How are emerging Asian economies managing energy volatility and subsidies?

Emerging Asian nations are currently relying on short-term fixes such as fuel price caps, work-from-home mandates, and increased coal usage to shield their citizens from volatile energy markets. However, these temporary measures often strain national budgets through heavy subsidies and risk stalling long-term climate goals, according to the authors of the newly released report.

“The energy price swing driven by geopolitics in 2022 prompted economies to implement emergency fiscal measures, such as subsidies to cushion short-term price shocks,” the report states. It also highlights that “Thailand has announced a price cap on diesel for 15 days” to manage the immediate impact of the crisis.

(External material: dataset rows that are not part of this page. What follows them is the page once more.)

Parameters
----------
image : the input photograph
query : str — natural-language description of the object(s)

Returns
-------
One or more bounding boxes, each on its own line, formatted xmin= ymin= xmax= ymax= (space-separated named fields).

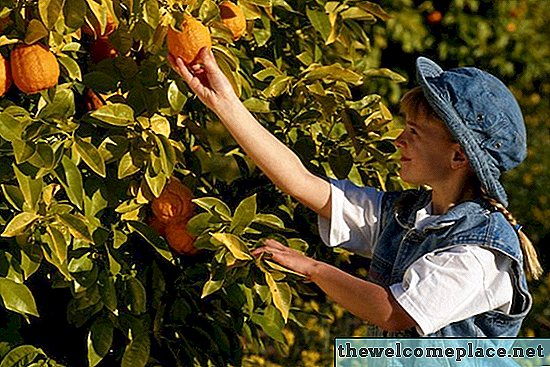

In simple terms, when the cost of oil and gas suddenly jumps because of global conflicts, governments in countries like Thailand and the Philippines step in to keep prices low for their people. They do this by paying for part of the fuel costs themselves or by encouraging people to stay home so they use less gasoline. While this helps families in the short run, it costs the government a lot of money and sometimes forces them to burn more polluting coal to keep the lights on, which can lead to even bigger financial and environmental problems later.

The report “Overcoming fossil lock-in is pivotal for Asia to buffer against energy shocks” was published by the UK-based energy think tank Ember on March 23, 2026. Authored by senior energy analysts Dinita Setyawati and Muyi Yang, the briefing explores how recent geopolitical conflicts are exposing the vulnerability of Asian economies to fossil fuel price volatility and supply disruptions.